Женщина побежала ему навстречу.
Путник слез с коня и без слов обнял Глашу. Когда первый порыв радости прошел, Василий спросил:
— Не ждала?
— Ну как не ждала. Ведь целых три года прошло с тех пор, как расстались, — уткнув счастливое лицо в грудь Василия, сказала Глаша. — Пошли в дом.
Феоктиса и лесник были душевно рады приезду Обласова, но вместе с тем у них мелькнула тревожная мысль: увезет теперь Глашу, как будем жить? Старики любили ее как дочь. Но опасение рассеялось, когда за столом Обласов заявил:
— Погощу денька два и опять в поход. Пускай Глаша поживет еще у вас с месяц. Потом увезу ее в город. Сейчас такая пора, что день и ночь приходится проводить в седле. Время тревожное. Надо хлеб у кулаков взять, отправить на станцию, а это не так-то просто. — Помолчав, Василий добавил: — Того и гляди получишь пулю из-за угла. Хуже, чем на фронте. Там хоть знаешь, где враг, а тут он порой такой ласковый, бьет себя в грудь, клянется, что любит советскую власть, а нож или ружье держит наготове. Да и в городе разной дряни осталось немало.

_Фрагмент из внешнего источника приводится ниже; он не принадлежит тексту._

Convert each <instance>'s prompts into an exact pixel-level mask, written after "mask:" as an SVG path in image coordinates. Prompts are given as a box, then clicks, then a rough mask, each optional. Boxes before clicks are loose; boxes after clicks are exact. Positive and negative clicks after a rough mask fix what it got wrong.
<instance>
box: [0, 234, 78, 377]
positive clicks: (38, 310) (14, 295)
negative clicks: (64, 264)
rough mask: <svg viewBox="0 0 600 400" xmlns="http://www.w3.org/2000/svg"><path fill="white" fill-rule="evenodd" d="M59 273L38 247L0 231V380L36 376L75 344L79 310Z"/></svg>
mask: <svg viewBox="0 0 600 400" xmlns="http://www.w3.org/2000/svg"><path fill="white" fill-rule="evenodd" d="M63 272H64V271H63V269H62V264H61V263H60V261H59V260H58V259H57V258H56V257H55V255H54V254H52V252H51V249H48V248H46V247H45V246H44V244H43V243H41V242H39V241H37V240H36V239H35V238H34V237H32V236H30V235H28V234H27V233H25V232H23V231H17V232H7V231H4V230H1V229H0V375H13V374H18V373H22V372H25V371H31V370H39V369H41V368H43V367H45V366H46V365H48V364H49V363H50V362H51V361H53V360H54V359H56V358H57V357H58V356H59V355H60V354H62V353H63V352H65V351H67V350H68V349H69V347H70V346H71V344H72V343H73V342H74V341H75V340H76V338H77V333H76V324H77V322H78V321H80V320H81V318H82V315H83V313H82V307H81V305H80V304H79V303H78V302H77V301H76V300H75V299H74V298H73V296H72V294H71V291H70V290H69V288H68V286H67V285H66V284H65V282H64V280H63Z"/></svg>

Вечером после ужина Глаша спросила:
— Как ты узнал, что я здесь?
— Был в Косотурье, там и узнал от матери. А с отцом вот несчастье случилось.
— Что такое?
— Отец был председателем комиссии по изъятию земли у кулаков. Мерщиком. Приехали как-то на пашню Сычева и стали перемеривать его землю. Лукьян был с ними. Вдруг из лесной опушки кто-то выстрелил и ранил отца. Стреляли в него, видно, на ходу, с лошади из дробовика. Ладно, отец ушел далеко от межи, но все же несколько дробин пришлось вынуть уже в больнице. Вот какие дела, Глаша. И меня кулаки грозились убить. Подметные письма находил не раз. Да ты не унывай. Мы ещё посмотрим кто кого, — закончил бодро Василий и, помолчав, добавил: — Трудное наше счастье, Глашенька. Зато крепкое, навек. Может, еще будут испытания, но духом падать не будем.